One hundred blessings a day is not a lot.  Your heart will beat over 100,000 times a day.  And each one is a gift from God.  The psalmist said, “How shall I make a return to the Lord for all the good he has done for me?”(Psalm 116:12).  How can we ever thank God enough for how he sustains us and provides for us every minute of every day?  It is that awareness of how much we have received that changes our focus from what we lack to the great abundance we have. 

The LORD is my shepherd I shall not want.

In Ephesians 5:20, Paul says we should ” give thanks always and for everything to God the Father in the name of our Lord Jesus Christ.” Television and social media push us into an endless cycle of discontent, constantly reminding us of what we lack. This attitude of gratitude to God for every gift combats the world’s negativity by recognizing the Giver of the gift. It is a demonstration of faith.  

Have you ever considered how thanking God is related to faith?  

Colossians 2:7 “Let your roots grow down into him, and let your lives be built on him. Then your faith will grow strong in the truth you were taught, and you will overflow with thankfulness.”

When we live in the mode of thankfulness, when we feel the 100 blessings a day in our hearts, then we are keeping our eyes on God.  Then we are worshiping our creator, not the creation, the giver, not the gift.  Remember when Peter was walking on the water and took his eyes off Jesus and looked at the storm with the angry waves? He began to sink. Gratitude keeps our eyes focused on the one who calms us in the storm and increases our faith.  

Thanksgiving is the voice of faith.  Notice what Jesus has done here.  Jesus is so good.  He is determined to strike against hundreds of years of racist attitudes by showing that Samaritans are God’s people, too.  He tells us the story of a ‘Good Samaritan,’ and then he has an actual encounter with a ‘Good Samaritan.’   And he uses these two ‘Good Samaritans’ to teach what he said were the two Greatest Commandments.

The story of the Good Samaritan teaches us the second greatest commandment: “Love your neighbor as yourself.”  The actions of this former leper, this other Good Samaritan, teach us about the greatest commandment –  Jesus quoted it from 

Deuteronomy 6:4-5 Hear, O Israel: Yehovah is our God, Yehovah alone.  You shall love Yehovah, your God, with all your heart, and with all your soul, and with all your might.

Yehovah is God alone; don’t worship anything else.

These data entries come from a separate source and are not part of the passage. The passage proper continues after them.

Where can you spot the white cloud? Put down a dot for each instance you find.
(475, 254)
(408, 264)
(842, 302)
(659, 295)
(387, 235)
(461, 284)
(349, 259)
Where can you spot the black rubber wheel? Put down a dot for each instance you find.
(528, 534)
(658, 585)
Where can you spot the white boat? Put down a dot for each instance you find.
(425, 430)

We don’t worship the sun, moon, or stars.  We don’t worship idols.  We don’t worship the beauty of creation, and we don’t worship our health.  We don’t worship the creation; we worship the creator.  Yehovah is God alone.  Like the other Good Samaritan, for every blessing we receive, let us return to Jesus.   Let us bow down before our Creator and thank him constantly for every good gift.

1.  Hays, J. Daniel.  From Every People and Nation: A Biblical Theory of Race. p. 63.